ESCHEW WRITING PROMPTS. Be hospitable. Ask Amy. Those are the three previous new year resolutions I’ve asked you to make when learning to write memoir. And today? What could it possibly be today?
Use an algorithm.
Here’s how this works. Merely plug in your coordinates to the algorithm I’ve devised for writing memoir. Here it is:
This is about x, as illustrated by y, to be told in a z.
It’s about something universal (x), as illustrated by something deeply personal (y), to be told in some length of a piece (z).
Use this, and watch how you are no longer the center of your own tale, but rather the illustration of some larger, universal theme. Understanding the need for this change of emphasis is the difference between writing good memoir and boring our socks off.

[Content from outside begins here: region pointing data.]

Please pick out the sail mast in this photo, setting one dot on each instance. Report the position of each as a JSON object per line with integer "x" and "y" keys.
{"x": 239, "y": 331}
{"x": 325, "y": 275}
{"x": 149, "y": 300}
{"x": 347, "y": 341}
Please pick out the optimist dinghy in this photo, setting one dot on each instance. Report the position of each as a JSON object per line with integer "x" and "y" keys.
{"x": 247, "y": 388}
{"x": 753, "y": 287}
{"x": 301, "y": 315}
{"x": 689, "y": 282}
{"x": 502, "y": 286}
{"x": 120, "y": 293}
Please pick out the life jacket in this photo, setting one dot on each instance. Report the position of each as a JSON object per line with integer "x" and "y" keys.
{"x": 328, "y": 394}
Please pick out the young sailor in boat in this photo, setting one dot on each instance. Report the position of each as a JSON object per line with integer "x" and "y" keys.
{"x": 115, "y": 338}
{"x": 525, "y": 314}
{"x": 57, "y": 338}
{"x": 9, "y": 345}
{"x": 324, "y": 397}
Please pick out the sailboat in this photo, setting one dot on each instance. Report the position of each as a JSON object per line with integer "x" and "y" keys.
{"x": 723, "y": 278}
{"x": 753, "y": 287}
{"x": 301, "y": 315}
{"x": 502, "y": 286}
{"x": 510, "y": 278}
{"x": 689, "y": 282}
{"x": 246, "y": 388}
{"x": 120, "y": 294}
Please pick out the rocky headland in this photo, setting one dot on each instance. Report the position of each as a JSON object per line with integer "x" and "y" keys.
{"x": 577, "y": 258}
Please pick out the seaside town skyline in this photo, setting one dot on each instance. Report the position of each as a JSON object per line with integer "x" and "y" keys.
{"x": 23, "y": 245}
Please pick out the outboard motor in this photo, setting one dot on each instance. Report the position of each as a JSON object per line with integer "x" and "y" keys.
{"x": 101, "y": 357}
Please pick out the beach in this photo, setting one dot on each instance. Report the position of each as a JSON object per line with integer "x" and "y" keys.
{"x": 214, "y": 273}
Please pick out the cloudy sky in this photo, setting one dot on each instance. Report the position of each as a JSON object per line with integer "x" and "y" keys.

And the key to making this shift? Simply accepting that you are not the story. Repeat that to yourself: I am not the story. Exactly. You are the illustration. You are the picture in the frame, the lozenge in the wrapper. Get that, and when you do, you will see how your story—the illustration of the theme—gets shifted to the y, or second phrase, of this sentence, and by extension, to its proper place.
Use the algorithm.
Want me to explain this more fully? I’d be glad to. Merely go to my book page, specifically to the video, press “play” to let me tell you more.
Bob Braxton says
Previously I asked about Letters to the Editor. This time, how well does this same perspective work in writing Biography (that is, the person is also not what the writing is “about” but rather the illustration)? This caused some controversy in the D.C. area about a proposed design for Dwight D. Eisenhower memorial to be – those who thought what it is “about” is not masculine or militant enough – same Dwight David …
marion says
Hi, Robert. I do not write biography, but I do know that some of my favorite biographies are about the story of America, say, as illustrated by some great American. So, yes. Sure. The perspective works well for biography, as it does for fiction and screenplays, poems, etc. So good of you to ask.